Is it true that $$\sum_x e^{i(k-k')x} = \delta_{k-k'}$$, where $$\delta$$ is the Kronecker delta? I've come across a similar relation for the Dirac Delta (when the sum is an integral). I do not understand why $$k-k' \neq 0$$ implies the sum is zero.

Edit: In fact, I'm really confused, since it seems that when the $$x=0...\inf$$ and k=k' the sum is infinite. So is it a Dirac delta?

 

[Meir Achuz]

In that sum, x should be an integer, so it is usually written as n.
The sum should be from n=-N to n=+N, and divided by 2N+1.
Then in the limit N-->infinity, it is the Kronecker delta.

 

[Avodyne]

There are really two different formulas here. For $x$ real (not necessarily an integer), we have

$$\sum_{k=-\infty}^{+\infty}e^{ikx}=2\pi\sum_{n=-\infty}^{+\infty}\delta(x-2\pi n)$$

where $\delta(x)$ is the Dirac delta function.

For $n$ an integer,

$$\sum_{k=1}^{N}e^{2\pi ikn/N}=N\delta_{n0}$$

where $\delta_{nm}$ is the Kronecker delta.

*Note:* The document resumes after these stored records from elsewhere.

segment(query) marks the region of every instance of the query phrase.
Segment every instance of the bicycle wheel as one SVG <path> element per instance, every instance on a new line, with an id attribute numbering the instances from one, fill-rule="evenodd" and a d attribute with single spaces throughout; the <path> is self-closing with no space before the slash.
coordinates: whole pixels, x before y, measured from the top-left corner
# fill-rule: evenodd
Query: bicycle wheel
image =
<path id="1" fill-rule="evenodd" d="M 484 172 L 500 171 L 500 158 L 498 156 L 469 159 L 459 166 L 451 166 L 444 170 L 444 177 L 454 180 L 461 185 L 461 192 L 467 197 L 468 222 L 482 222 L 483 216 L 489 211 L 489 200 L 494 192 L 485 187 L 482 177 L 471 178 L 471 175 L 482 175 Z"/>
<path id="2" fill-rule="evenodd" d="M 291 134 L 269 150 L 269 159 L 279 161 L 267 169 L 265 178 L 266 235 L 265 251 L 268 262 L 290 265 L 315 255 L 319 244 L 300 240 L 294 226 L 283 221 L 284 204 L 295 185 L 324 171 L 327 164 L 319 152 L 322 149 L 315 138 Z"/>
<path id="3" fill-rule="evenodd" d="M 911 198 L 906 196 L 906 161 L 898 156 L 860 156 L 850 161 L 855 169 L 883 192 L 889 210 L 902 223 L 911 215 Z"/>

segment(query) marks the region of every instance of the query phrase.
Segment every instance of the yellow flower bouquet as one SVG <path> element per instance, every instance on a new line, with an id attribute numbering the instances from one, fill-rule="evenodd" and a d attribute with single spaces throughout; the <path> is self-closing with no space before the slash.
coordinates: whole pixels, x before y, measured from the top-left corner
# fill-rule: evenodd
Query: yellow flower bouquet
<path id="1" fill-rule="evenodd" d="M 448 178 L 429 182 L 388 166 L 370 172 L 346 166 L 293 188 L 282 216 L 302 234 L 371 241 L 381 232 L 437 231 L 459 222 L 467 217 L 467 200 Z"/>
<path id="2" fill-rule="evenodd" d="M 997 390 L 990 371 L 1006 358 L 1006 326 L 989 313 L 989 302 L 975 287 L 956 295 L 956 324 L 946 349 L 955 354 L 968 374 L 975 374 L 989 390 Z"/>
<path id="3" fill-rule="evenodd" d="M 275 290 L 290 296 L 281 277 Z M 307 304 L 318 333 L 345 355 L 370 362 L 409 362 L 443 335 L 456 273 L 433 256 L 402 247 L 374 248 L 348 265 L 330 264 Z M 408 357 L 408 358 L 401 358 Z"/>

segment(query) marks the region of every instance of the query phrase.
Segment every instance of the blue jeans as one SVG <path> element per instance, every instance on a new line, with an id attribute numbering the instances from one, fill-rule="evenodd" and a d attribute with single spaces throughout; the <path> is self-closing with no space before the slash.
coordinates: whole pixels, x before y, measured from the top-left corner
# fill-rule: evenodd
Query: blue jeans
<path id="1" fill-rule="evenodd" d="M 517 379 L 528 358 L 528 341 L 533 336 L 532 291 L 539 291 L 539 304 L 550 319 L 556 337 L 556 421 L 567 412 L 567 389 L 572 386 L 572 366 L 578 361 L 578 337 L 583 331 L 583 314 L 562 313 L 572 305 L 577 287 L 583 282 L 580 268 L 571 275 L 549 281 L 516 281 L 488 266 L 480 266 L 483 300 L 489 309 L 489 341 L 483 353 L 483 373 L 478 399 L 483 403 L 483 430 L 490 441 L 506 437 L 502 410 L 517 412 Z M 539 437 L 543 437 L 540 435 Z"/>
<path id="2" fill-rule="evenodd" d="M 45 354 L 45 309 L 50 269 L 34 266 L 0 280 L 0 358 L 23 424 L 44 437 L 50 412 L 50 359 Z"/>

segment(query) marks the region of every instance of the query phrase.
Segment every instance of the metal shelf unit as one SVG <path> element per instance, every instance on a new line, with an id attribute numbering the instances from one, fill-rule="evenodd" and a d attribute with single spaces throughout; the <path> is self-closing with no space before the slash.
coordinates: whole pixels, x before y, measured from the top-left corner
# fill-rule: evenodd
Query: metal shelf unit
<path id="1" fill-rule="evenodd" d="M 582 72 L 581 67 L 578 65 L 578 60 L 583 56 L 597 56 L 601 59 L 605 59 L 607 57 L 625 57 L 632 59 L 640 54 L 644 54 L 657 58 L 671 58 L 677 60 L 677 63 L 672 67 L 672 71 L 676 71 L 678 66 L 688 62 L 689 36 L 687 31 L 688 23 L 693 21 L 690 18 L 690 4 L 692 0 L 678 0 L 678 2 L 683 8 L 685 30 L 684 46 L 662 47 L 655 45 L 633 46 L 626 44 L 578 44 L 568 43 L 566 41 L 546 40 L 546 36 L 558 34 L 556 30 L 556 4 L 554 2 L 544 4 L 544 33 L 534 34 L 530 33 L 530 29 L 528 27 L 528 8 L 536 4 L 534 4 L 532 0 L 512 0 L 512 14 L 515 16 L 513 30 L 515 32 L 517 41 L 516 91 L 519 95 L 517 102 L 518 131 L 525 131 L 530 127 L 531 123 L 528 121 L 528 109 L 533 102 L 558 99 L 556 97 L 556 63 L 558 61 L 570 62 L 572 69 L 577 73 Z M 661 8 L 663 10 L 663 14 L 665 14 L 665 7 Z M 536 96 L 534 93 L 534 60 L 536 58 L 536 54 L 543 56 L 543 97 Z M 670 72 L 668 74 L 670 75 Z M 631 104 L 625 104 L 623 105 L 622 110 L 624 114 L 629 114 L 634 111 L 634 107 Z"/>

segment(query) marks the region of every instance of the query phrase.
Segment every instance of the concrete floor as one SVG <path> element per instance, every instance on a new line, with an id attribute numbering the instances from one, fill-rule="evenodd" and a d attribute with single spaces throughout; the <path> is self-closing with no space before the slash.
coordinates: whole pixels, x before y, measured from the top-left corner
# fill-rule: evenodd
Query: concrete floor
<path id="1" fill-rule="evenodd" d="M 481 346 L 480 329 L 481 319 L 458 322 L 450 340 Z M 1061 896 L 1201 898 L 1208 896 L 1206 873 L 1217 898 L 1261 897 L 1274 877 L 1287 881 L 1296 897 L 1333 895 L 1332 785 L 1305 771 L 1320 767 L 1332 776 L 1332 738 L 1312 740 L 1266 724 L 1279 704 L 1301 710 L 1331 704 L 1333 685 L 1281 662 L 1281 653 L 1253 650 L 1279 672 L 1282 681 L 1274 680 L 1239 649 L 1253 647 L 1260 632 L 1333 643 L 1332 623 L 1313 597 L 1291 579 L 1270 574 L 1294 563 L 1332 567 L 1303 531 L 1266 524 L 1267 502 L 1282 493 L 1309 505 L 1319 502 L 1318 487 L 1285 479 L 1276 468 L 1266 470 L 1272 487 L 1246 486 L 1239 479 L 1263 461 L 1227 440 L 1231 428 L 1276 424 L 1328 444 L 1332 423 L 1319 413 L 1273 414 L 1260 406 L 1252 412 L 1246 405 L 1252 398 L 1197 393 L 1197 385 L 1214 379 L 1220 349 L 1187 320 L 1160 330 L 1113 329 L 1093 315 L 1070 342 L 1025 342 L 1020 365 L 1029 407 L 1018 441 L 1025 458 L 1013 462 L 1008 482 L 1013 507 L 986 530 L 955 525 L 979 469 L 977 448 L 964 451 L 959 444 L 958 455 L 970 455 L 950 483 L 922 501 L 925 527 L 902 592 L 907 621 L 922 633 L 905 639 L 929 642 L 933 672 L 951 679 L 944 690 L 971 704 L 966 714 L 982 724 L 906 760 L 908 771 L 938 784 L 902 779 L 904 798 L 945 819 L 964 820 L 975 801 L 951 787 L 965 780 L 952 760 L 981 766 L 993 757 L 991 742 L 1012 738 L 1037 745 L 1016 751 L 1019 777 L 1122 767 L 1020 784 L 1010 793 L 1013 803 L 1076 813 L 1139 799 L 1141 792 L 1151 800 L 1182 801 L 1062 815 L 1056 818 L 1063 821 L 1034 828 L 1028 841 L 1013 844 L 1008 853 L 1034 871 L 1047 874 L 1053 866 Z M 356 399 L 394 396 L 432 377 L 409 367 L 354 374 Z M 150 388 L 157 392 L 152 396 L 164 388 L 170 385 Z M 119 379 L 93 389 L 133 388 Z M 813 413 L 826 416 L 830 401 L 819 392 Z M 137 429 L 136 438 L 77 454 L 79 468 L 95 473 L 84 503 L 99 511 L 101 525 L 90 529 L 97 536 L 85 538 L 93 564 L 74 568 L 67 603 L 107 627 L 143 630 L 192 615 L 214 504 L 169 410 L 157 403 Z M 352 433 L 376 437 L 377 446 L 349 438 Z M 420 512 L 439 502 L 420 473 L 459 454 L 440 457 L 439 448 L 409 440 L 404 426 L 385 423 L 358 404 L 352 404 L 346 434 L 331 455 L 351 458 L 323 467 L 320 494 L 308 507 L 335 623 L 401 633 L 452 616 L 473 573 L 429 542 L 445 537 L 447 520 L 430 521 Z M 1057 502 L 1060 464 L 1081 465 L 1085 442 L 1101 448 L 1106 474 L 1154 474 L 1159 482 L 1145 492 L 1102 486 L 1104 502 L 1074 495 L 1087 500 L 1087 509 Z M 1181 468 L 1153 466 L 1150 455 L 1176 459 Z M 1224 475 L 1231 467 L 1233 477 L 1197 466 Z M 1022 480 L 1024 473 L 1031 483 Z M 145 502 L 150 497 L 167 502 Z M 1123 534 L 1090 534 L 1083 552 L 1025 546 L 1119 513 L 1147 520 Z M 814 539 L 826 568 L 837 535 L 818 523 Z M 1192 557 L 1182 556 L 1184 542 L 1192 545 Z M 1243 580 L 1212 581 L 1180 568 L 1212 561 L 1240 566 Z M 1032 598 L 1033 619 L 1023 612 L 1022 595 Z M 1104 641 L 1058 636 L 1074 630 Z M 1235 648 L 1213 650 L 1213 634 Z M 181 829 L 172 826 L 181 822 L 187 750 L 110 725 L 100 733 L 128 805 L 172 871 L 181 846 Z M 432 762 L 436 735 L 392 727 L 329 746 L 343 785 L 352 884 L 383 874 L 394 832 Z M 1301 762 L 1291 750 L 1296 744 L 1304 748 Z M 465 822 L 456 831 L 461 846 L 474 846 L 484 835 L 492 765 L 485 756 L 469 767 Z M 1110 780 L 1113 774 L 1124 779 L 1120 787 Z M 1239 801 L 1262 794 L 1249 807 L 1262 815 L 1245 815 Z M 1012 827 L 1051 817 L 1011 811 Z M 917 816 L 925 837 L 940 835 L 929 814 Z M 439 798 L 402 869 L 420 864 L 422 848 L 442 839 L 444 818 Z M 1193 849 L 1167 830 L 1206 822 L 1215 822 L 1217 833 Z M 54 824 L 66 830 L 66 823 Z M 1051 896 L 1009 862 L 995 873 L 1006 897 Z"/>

To get an idea of why this sums to zero when $n\ne 0$, consider the case $N=4$; then the four numbers being summed are $i^n, (-1)^n, (-i)^n, 1^n$.

 

[andrewm]

Thank you both, I've written these handy formulas for my future reference.

 

[Avodyne]

$$N\delta_{n0}$$ should have been $$N\delta_{n\mathop{\rm mod}N,0}$$
That is, $N$ if $n=0,\pm N,\pm 2N, \ldots,$ and zero otherwise.